Another approach is, for example, the system that Kyoto Cooling is using – that you have exchange of cold and hot air through a big rotating wheel. The benefit of this system is that you don’t use direct cooling, where the fresh air from outside the data center can go directly into the data center. This is often dangerous if you have pollution outside or if you have a fire and smoke outside. The Kyoto wheel uses indirect cooling, so you have a big rotating wheel with fine mesh through which the air can run, and half of the wheel is inside the data center, and half has contact with the air outside. The cold air from outside goes through the mesh and cools it, then as it rotates into the data center, the hot air is running through the structure, heating the structure up – and then as it rotates outside again it takes the heat outside. The benefit is that you don’t need big open holes in the wall – good for security reasons. If you want to cool a data center with direct fresh air, then you have big holes in the wall, and you have to protect them from attack.
Then you have prototypes: For example, submerging the motherboard completely in oil, or the Microsoft concept for tiny data centers in the ocean – kept underwater in waterproof racks . So these are different ideas impacting the architecture of the server rack directly.

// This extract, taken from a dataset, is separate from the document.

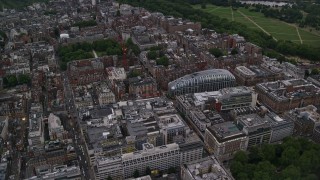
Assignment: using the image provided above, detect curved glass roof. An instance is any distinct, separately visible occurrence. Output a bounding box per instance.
[168,69,235,90]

DOT: What about power sources and power generation for data centers?
BROCH: Most business cases use the public grid as the main power source, and then you have an emergency power supply for emergencies (for example, diesel generators). Then there are studies that do it the other way – so, you generate your own power, and in emergencies they use the public grid. One source of independent power generation is gas, another is fuel cells. There’s one initiative in the Frankfurt area called RheinMain BLUE Cluster, which is a project using fuel cells as the primary power source. Another idea is a project looking at creating gas from algae, and using this to power fuel cells, but this is still a prototype. Then there are also cogeneration power plants – so this is a mini power station that the data center can own and operate and which can be the main power supply or for emergency power.
For emergency power, the diesel generators take some time to start and reach full load, so during that time you need an uninterruptible power supply (UPS) system. This can be an done with array of batteries, but they need maintenance. Another option is flywheel technology, which stores kinetic energy. You can use this as an active UPS system for galvanic isolation – this basically means that the momentum and inertia of the flywheel mass, which is connected to the public grid, actually stabilizes the current, so that the sensitive data center equipment is not subjected to sudden peaks and troughs in the current.